Given the ever growing erosion of the Saudi elite and power, being neutral is not even enough from Qatar. Much rather it is expected to see Qatar supporting the common Emirati-Saudi ventures with finances and connections. That is not all impossible, because that was the practical reality before 2013, where there was a rivalry, but the approaches were common. That is where Qatar is demanded to return, but with the acceptance of Emirati primacy in decision making. For that an ambitious leader is needed, with a more traditional mindset, for which Ḥamad ibn Ğāsim is a likely suspect. However, given his long interviews in 2017 and his multiple outbursts against the Saudi and Emirati sides, it is doubtful how much he would be cooperative. Nonetheless, surely there are other suspects for a staged coup.

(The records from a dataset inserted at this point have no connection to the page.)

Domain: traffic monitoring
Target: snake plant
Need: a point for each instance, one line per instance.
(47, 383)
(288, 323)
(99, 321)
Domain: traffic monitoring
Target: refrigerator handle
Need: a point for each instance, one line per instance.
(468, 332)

Would such a shift happen, most of the North African Arab states, which now carefully balance between the Turkish-Qatari and the Emirati-Saudi-Egyptian axises would lose a counterweight and the Emirates could gain even more influence over the region. An ambitious idea indeed, much characteristic of Muḥammad ibn Zāyid. Not to mention that in this way the Emirates could finally defeat a very resilient economic competitor, and could derail outer investments from China to revitalize its economy.
Will it happen?
It should be pointed out that so far all estimations about Qatar has failed, and it should way bigger resilience than anyone could anticipate. The change in 2013 should have weakened it, but after a brief reassessment Qatar came back to be just as influential. Which triggered the blockade in 2017, but it managed to ditch from a possible military invasion, and survived the economic blockade. So much so that by now it has became a liability for the Gulf policies, only inviting more Turkish and Iranian involvement, and sabotaged the very GCC, which was envisioned to be the future of the Gulf.

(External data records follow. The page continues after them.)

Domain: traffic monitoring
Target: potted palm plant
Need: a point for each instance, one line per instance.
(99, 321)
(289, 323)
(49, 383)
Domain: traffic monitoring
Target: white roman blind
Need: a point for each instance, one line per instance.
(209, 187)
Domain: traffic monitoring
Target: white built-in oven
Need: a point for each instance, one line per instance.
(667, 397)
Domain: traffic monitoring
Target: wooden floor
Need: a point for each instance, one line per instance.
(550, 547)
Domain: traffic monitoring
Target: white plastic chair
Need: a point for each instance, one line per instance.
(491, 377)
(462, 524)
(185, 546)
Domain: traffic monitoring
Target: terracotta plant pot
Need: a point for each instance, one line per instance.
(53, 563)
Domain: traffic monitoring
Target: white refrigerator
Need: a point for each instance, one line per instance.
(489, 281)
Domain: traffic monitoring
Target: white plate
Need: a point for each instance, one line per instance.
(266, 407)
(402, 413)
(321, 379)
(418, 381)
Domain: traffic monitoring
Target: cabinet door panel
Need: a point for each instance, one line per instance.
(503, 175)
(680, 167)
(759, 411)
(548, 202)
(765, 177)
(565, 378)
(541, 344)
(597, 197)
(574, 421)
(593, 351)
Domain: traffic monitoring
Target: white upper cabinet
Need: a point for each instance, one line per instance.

Therefore a power struggle will likely to continue until a change happen in the Qatari leadership, which is now defending its interests, so simple policy change is unlikely; or a change happens in Emirati policy favoring a settlement. Once again unlikely. Therefore further attempt are likely to occur.
So far Qatar managed to evade the attempts for subjugation, but its luck might just be running out. Inner cracks demanding a change in policy started to manifest, and sooner than at the other side. The closeness to Turkey and Iran has a toll on the political stability, while the Emirates managed to reposition itself. Qatar doesn’t have strong allies in the Arab world anymore and its role is shrinking. The same shift of influence happens now with the Israeli folder, where once Qatar had a clear edge, further stressing that something new has to be pulled. Either with this leadership, or another. But once again, Qatar managed to surprise everyone in a number of occasions. So they might already have a plan in motion.